Where can I find whole squid for swordfishing around Mobile/Orange Beach?


----------



## Midnight Run (Oct 2, 2007)

J&M or sams


----------



## PELAGIC PIRATE (Oct 10, 2007)

I bought in bulk two years ago from bionic baits , and got a very good deal in bulk. Now i have 3 freezers full of squid and hope i never get a power failure at the beach house as it would stink up all of florida if it goes bad.By far the best deal is to by in bulk if you plan on swording alot because the cost of the squid is way cheaper , and you have your own stock of squid which saves you from depending on the shops to have them.
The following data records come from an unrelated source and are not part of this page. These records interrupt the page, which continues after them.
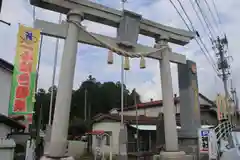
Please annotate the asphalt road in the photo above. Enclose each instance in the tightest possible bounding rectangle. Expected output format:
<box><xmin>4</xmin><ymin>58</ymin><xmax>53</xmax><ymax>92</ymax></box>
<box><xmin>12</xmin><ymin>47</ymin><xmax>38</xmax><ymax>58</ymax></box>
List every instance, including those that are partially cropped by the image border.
<box><xmin>221</xmin><ymin>147</ymin><xmax>240</xmax><ymax>160</ymax></box>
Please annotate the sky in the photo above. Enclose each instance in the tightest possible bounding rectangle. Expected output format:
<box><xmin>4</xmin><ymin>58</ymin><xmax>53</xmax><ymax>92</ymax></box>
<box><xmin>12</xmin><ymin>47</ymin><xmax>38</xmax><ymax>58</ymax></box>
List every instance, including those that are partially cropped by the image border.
<box><xmin>0</xmin><ymin>0</ymin><xmax>240</xmax><ymax>101</ymax></box>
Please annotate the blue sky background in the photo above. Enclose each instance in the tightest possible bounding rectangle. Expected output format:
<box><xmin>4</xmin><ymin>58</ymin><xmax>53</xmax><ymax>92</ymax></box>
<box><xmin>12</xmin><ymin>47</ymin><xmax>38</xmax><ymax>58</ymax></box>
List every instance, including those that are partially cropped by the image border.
<box><xmin>0</xmin><ymin>0</ymin><xmax>240</xmax><ymax>101</ymax></box>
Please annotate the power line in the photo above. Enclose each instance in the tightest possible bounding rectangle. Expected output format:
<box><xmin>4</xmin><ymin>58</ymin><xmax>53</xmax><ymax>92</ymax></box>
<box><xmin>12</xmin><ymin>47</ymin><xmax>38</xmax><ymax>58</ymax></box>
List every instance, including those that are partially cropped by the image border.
<box><xmin>189</xmin><ymin>0</ymin><xmax>214</xmax><ymax>40</ymax></box>
<box><xmin>204</xmin><ymin>0</ymin><xmax>220</xmax><ymax>31</ymax></box>
<box><xmin>212</xmin><ymin>0</ymin><xmax>222</xmax><ymax>24</ymax></box>
<box><xmin>169</xmin><ymin>0</ymin><xmax>218</xmax><ymax>74</ymax></box>
<box><xmin>195</xmin><ymin>0</ymin><xmax>216</xmax><ymax>38</ymax></box>
<box><xmin>174</xmin><ymin>0</ymin><xmax>216</xmax><ymax>69</ymax></box>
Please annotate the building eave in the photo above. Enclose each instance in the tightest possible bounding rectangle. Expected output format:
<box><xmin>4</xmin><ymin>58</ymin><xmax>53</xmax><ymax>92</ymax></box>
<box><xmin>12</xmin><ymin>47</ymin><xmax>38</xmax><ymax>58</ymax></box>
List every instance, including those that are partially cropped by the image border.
<box><xmin>0</xmin><ymin>58</ymin><xmax>14</xmax><ymax>73</ymax></box>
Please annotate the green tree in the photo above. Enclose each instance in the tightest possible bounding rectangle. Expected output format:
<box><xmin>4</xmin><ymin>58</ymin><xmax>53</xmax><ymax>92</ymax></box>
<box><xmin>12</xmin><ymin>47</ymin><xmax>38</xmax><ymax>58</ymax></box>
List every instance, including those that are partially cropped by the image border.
<box><xmin>34</xmin><ymin>75</ymin><xmax>141</xmax><ymax>129</ymax></box>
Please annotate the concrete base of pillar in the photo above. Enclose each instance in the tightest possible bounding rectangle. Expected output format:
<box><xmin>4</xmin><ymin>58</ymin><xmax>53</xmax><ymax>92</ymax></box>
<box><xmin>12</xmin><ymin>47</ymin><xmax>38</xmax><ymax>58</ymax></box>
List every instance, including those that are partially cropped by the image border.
<box><xmin>160</xmin><ymin>151</ymin><xmax>193</xmax><ymax>160</ymax></box>
<box><xmin>48</xmin><ymin>140</ymin><xmax>68</xmax><ymax>157</ymax></box>
<box><xmin>118</xmin><ymin>125</ymin><xmax>128</xmax><ymax>160</ymax></box>
<box><xmin>40</xmin><ymin>156</ymin><xmax>75</xmax><ymax>160</ymax></box>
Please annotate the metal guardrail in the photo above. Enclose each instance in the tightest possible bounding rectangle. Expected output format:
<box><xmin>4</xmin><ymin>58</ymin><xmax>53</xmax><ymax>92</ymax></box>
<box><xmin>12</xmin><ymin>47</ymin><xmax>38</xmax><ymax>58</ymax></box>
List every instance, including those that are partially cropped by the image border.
<box><xmin>213</xmin><ymin>120</ymin><xmax>235</xmax><ymax>142</ymax></box>
<box><xmin>209</xmin><ymin>119</ymin><xmax>235</xmax><ymax>159</ymax></box>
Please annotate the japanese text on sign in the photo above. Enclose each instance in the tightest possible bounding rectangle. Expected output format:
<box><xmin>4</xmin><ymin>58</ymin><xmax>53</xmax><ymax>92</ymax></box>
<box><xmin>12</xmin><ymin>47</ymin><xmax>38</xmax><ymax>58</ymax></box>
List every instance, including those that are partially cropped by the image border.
<box><xmin>9</xmin><ymin>25</ymin><xmax>40</xmax><ymax>115</ymax></box>
<box><xmin>198</xmin><ymin>129</ymin><xmax>209</xmax><ymax>153</ymax></box>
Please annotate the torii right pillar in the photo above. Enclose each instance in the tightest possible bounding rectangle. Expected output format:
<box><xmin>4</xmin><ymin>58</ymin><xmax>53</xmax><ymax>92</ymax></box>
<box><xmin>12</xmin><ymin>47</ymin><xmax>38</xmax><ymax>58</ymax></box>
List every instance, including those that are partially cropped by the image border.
<box><xmin>178</xmin><ymin>60</ymin><xmax>201</xmax><ymax>138</ymax></box>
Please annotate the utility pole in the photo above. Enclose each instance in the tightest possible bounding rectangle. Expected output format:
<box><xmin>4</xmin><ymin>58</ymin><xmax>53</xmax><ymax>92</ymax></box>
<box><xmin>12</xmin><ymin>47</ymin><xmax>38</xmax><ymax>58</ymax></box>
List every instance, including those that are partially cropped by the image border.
<box><xmin>231</xmin><ymin>80</ymin><xmax>239</xmax><ymax>122</ymax></box>
<box><xmin>84</xmin><ymin>88</ymin><xmax>87</xmax><ymax>121</ymax></box>
<box><xmin>133</xmin><ymin>88</ymin><xmax>140</xmax><ymax>155</ymax></box>
<box><xmin>212</xmin><ymin>35</ymin><xmax>231</xmax><ymax>120</ymax></box>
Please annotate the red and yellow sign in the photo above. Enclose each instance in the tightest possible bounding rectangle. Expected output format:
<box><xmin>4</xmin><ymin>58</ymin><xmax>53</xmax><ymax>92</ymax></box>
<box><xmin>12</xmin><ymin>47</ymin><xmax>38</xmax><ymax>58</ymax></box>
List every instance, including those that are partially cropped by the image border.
<box><xmin>9</xmin><ymin>25</ymin><xmax>40</xmax><ymax>115</ymax></box>
<box><xmin>216</xmin><ymin>94</ymin><xmax>228</xmax><ymax>120</ymax></box>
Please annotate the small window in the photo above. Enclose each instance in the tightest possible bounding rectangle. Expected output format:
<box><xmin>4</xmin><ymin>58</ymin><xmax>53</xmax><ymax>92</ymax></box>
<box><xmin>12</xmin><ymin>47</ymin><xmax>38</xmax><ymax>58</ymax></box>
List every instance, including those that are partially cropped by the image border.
<box><xmin>104</xmin><ymin>131</ymin><xmax>112</xmax><ymax>146</ymax></box>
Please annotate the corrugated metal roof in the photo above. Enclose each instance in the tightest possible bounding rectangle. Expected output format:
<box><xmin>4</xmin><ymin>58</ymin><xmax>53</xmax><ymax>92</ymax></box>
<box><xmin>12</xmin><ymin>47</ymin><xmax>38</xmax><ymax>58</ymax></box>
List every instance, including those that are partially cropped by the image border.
<box><xmin>130</xmin><ymin>125</ymin><xmax>213</xmax><ymax>131</ymax></box>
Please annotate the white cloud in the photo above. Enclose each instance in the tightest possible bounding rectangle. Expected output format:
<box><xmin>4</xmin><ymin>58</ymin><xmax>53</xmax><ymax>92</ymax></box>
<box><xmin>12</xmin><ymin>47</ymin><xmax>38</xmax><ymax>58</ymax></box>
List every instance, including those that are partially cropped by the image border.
<box><xmin>0</xmin><ymin>0</ymin><xmax>240</xmax><ymax>104</ymax></box>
Get yourself a few cases and you will be really happy !


----------



## Chris V (Oct 18, 2007)

We do sell them here at Top Gun Tackle in O. B. but the ones normally marketed as "swordfish squid" are larger than what is optimal. I get a 25 pound flat of squid and pick out the best ones in the 10-12 in. range. This is a lot cheaper and you can get stocked up ahead of time. When you buy a flat you want to make sure you are getting high quality squid. There are two types you will usually find, Illex and Loligo. The Illex are the ones you want, they are much tougher and are usually in better condition. In an average flat you might get 40 baits or more.


----------



## Sir Reel (Jun 14, 2008)

How much are they in bulk?


----------



## Midnight Run (Oct 2, 2007)

go to www.baitmasters.com they have swordfish squid


----------



## BlueWater2 (Sep 27, 2007)

Gulf Breeze Bait and Tackle has some real big ones. Like 18 inches long. I have great luck with them. Whole Mullet works ok too.


----------